And if it sounds like I am enjoying Diablo 3 better overall, you wouldn’t be wrong. The cheeky among you might suggest that it is because of the increased difficulty, and I am inclined to agree – Act 2 has been the only stretch of road I have not been zipping down at 80 mph in a 65 mph zone. Indeed I thought Act 1 Inferno was about as hard as Act 2 Normal in the scheme of things, given the latter’s lack of gold for upgrades and all the locked abilities.

After 38 hours /played, it is about goddamn time some fun was had.

The end is probably nigh however, for all the reasons I have seen in the comments to my own posts (and elsewhere). “Farming” Act 1 Inferno holds about as much appeal as sticking my balls in a toaster, and… well, actually, that is basically the way forward here. Or giving in to the Deadly Reacharound build. While the thought of maybe getting a $200 item drop soothes the chaffing a bit, I already spend more time in the AH than in-game. I don’t know how much longer…

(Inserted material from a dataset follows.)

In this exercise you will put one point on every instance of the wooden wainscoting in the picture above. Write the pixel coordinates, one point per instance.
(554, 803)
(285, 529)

…hold on, I have an email.

Pics or it didn’t… damn.

BRB, grabbing my toaster.

P.S. Congrats to Anderasill, the owner of the above screenshot + $173.40 ($200 minus fees) and a winner of the Diablo Annual Pass Challenge (Hardcore). She actually got Diablo 3 via the Annual Pass, so there’s that too. And she probably could have saved herself the 15% transaction fee since I know damn well she’ll just spend all that money and more buying the new WoW pets.